For the most effective use of immunotherapy, it is important to identify accurate biomarkers that can be used to predict susceptibility. Some biomarkers, such as PD-1 expression, are accurate in predicting the response to immunotherapy in certain cancer types(7). MSI-H (as determined by PCR-based assays or NGS) or dMMR (as determined by IHC) are recognized as predictive biomarkers for these therapies. MSI status was the first biomarker approved for clinical use as a predictor of response to immunotherapy irrespective of the tumor type(7,8).


References:

  1. Boland, C.R. and Lynch, H.T. (2013) Fam. Cancer. 12, 45–57.

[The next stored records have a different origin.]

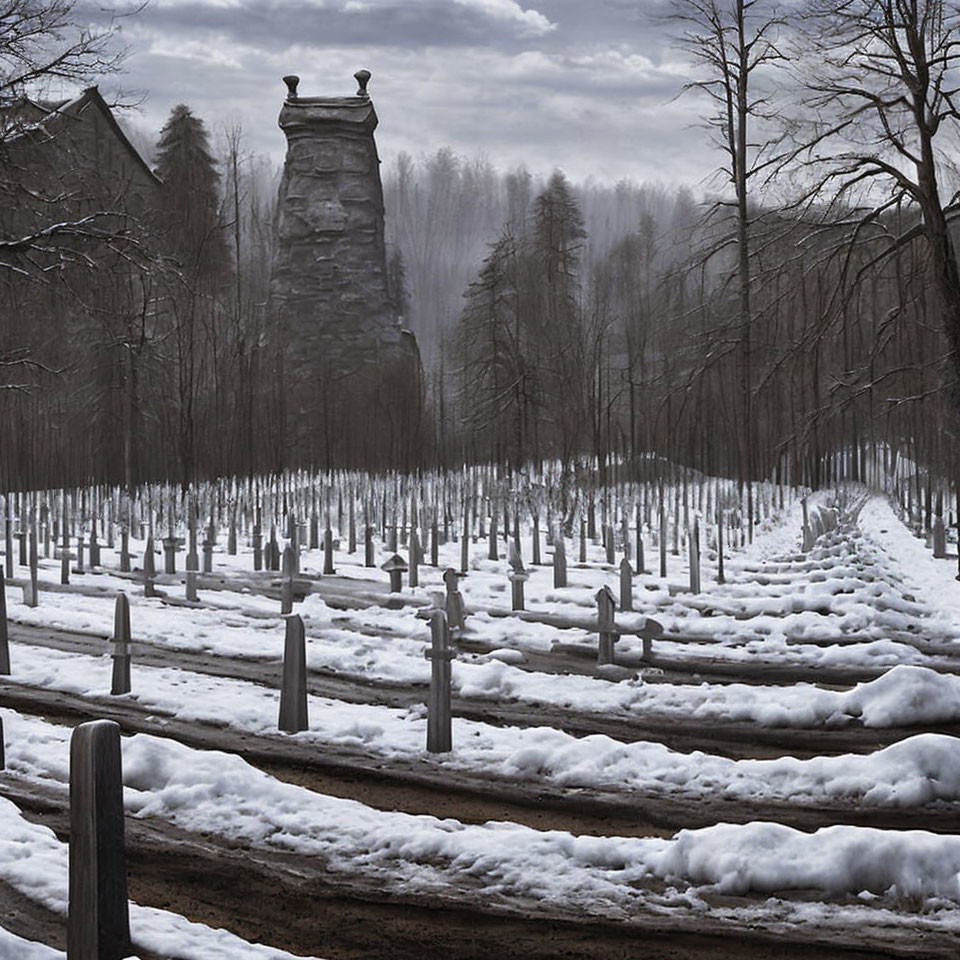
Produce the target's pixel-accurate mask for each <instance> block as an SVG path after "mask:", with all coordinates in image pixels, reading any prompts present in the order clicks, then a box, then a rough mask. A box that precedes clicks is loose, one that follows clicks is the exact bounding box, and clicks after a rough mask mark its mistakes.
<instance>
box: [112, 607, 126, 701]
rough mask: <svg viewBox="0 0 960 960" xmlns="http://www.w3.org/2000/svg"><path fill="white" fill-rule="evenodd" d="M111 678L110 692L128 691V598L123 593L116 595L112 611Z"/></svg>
mask: <svg viewBox="0 0 960 960" xmlns="http://www.w3.org/2000/svg"><path fill="white" fill-rule="evenodd" d="M112 656H113V680H112V683H111V685H110V693H111V694H113V695H118V694H121V693H129V692H130V600H129V598H128V597H127V595H126V594H125V593H120V594H118V595H117V604H116V607H115V608H114V611H113V654H112Z"/></svg>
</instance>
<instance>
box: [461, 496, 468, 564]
mask: <svg viewBox="0 0 960 960" xmlns="http://www.w3.org/2000/svg"><path fill="white" fill-rule="evenodd" d="M469 569H470V501H469V500H468V499H467V497H466V496H465V497H464V498H463V531H462V534H461V537H460V572H461V573H463V574H466V573H467V571H468V570H469Z"/></svg>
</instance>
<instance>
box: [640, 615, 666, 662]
mask: <svg viewBox="0 0 960 960" xmlns="http://www.w3.org/2000/svg"><path fill="white" fill-rule="evenodd" d="M637 636H639V637H640V639H641V640H642V641H643V654H642V659H643V660H651V659H652V658H653V641H654V640H656V639H657V638H658V637H662V636H663V627H662V626H661V625H660V624H659V623H658V622H657V621H656V620H654V619H653V618H652V617H647V619H646V622H645V623H644V625H643V629H642V630H641V631H640V633H639V634H637Z"/></svg>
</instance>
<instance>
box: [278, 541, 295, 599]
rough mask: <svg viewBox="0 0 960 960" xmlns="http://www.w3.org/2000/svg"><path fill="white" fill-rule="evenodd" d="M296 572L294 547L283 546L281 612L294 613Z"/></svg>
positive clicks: (280, 585)
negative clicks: (295, 577) (293, 579)
mask: <svg viewBox="0 0 960 960" xmlns="http://www.w3.org/2000/svg"><path fill="white" fill-rule="evenodd" d="M295 574H296V560H295V559H294V556H293V547H284V548H283V582H282V583H281V585H280V614H281V616H285V615H286V614H288V613H293V578H294V575H295Z"/></svg>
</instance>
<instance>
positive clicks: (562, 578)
mask: <svg viewBox="0 0 960 960" xmlns="http://www.w3.org/2000/svg"><path fill="white" fill-rule="evenodd" d="M566 585H567V548H566V541H565V540H564V537H563V530H562V529H558V530H557V532H556V533H555V534H554V535H553V586H554V588H555V589H559V588H560V587H565V586H566Z"/></svg>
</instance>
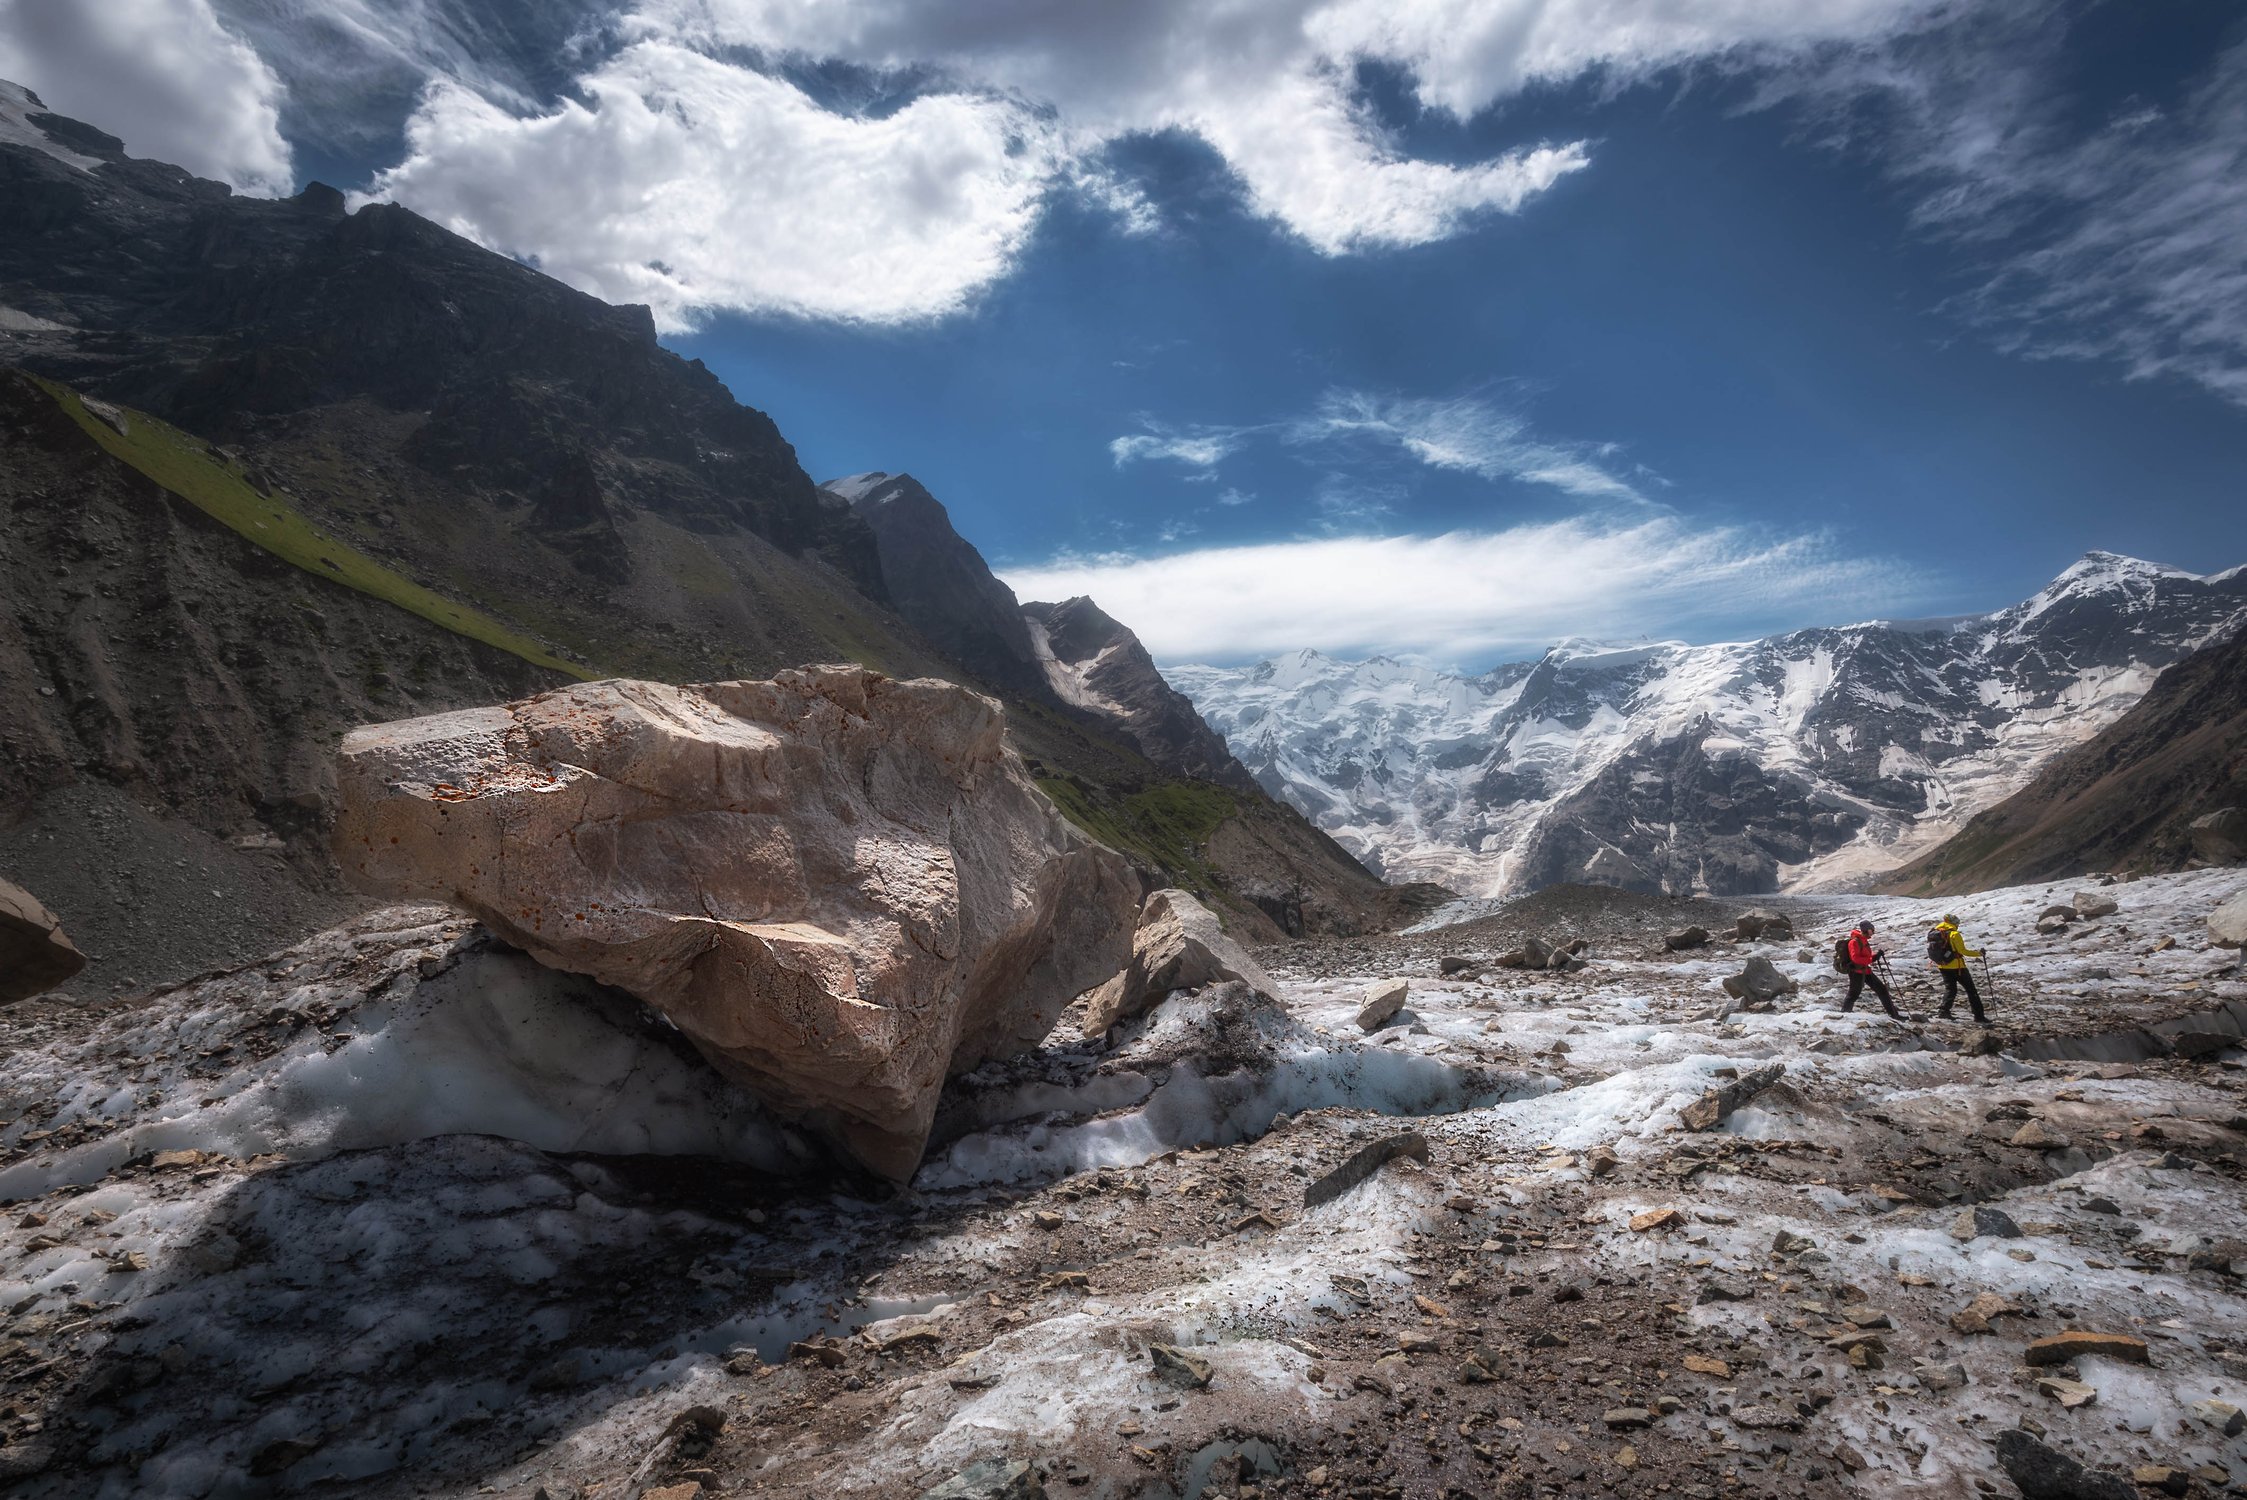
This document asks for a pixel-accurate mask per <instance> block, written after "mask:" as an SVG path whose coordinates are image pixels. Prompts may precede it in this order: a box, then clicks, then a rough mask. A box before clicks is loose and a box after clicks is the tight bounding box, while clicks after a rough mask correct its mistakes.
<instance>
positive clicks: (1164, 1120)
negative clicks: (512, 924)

  2. Boland, P.M., Yurgelun, M.B. and Boland, C.R. (2018) CA Cancer J Clin. 68(3), 217–31.
  3. Baretti, M. and Le, D.T. (2018) Mismatch repair in cancer. Pharmacol. Therap. 189, 45–62.
  4. Le, D.T. et al. (2015) PD-1 Blockade in Tumors with Mismatch-Repair Deficiency. N. Engl. J. Med. 372, 2509.
  5. Dudley, J.C., Lin, M.T., Le, D.T. and Eshleman, J.R. (2016) Microsatellite Instability as a Biomarker for PD-1 Blockade. Clin. Cancer. Res. 22, 813.
  6. Kang, S., et al. (2018) Medicine (Baltimore). 297(9), e0019.
  7. Duffy, M.J. and Crown, J. (2019) Clin. Chem. 65, 1228–38.
  8. Li, K., et al. (2020) Cancer Cell International. 20(16).